7.2 KiB
Vision Model Troubleshooting Checklist
Quick Diagnostics
1. Verify Both GPU Services Running
# Check container status
docker compose ps
# Should show both RUNNING:
# llama-swap (NVIDIA CUDA)
# llama-swap-amd (AMD ROCm)
If llama-swap is not running:
docker compose up -d llama-swap
docker compose logs llama-swap
If llama-swap-amd is not running:
docker compose up -d llama-swap-amd
docker compose logs llama-swap-amd
2. Check NVIDIA Vision Endpoint Health
# Test NVIDIA endpoint directly
curl -v http://llama-swap:8080/health
# Expected: 200 OK
# If timeout (no response for 5+ seconds):
# - NVIDIA GPU might not have enough VRAM
# - Model might be stuck loading
# - Docker network might be misconfigured
3. Check Current GPU State
# See which GPU is set as primary
cat bot/memory/gpu_state.json
# Expected output:
# {"current_gpu": "amd", "reason": "voice_session"}
# or
# {"current_gpu": "nvidia", "reason": "auto_switch"}
4. Verify Model Files Exist
# Check vision model files on disk
ls -lh models/MiniCPM*
# Should show both:
# -rw-r--r-- ... MiniCPM-V-4_5-Q3_K_S.gguf (main model, ~3.3GB)
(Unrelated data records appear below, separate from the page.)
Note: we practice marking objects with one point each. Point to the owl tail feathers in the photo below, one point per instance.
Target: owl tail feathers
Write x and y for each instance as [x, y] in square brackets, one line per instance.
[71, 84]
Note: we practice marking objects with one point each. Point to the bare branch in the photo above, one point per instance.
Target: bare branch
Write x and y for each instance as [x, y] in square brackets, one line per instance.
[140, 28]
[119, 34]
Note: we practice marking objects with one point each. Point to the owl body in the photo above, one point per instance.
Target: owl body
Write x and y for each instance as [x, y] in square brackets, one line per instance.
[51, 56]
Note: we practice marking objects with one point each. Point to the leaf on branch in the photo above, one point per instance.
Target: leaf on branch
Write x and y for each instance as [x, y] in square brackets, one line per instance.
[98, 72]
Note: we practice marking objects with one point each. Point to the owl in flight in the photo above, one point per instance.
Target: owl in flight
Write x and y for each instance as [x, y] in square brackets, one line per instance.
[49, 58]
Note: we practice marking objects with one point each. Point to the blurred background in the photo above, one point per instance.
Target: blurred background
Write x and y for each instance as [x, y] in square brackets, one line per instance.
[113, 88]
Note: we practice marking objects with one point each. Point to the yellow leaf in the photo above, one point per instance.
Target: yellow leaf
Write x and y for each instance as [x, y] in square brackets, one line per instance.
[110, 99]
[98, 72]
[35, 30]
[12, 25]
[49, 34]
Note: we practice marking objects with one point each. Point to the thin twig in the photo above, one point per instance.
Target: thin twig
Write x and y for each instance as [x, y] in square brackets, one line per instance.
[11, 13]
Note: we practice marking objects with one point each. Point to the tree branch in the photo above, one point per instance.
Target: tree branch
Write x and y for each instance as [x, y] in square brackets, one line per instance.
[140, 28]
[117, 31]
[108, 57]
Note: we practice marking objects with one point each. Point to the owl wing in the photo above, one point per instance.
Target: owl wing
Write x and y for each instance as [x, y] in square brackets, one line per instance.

# -rw-r--r-- ... MiniCPM-V-4_5-mmproj-f16.gguf (projection, ~500MB)
Scenario-Based Troubleshooting
Scenario 1: Vision Works When NVIDIA is Primary, Fails When AMD is Primary
Diagnosis: NVIDIA GPU is getting unloaded when AMD is primary
Root Cause: llama-swap is configured to unload unused models
Solution:
# In llama-swap-config.yaml, reduce TTL for vision model:
vision:
ttl: 3600 # Increase from 900 to keep vision model loaded longer
Or:
# Disable TTL for vision to keep it always loaded:
vision:
ttl: 0 # 0 means never auto-unload
Scenario 2: "Vision service currently unavailable: Endpoint timeout"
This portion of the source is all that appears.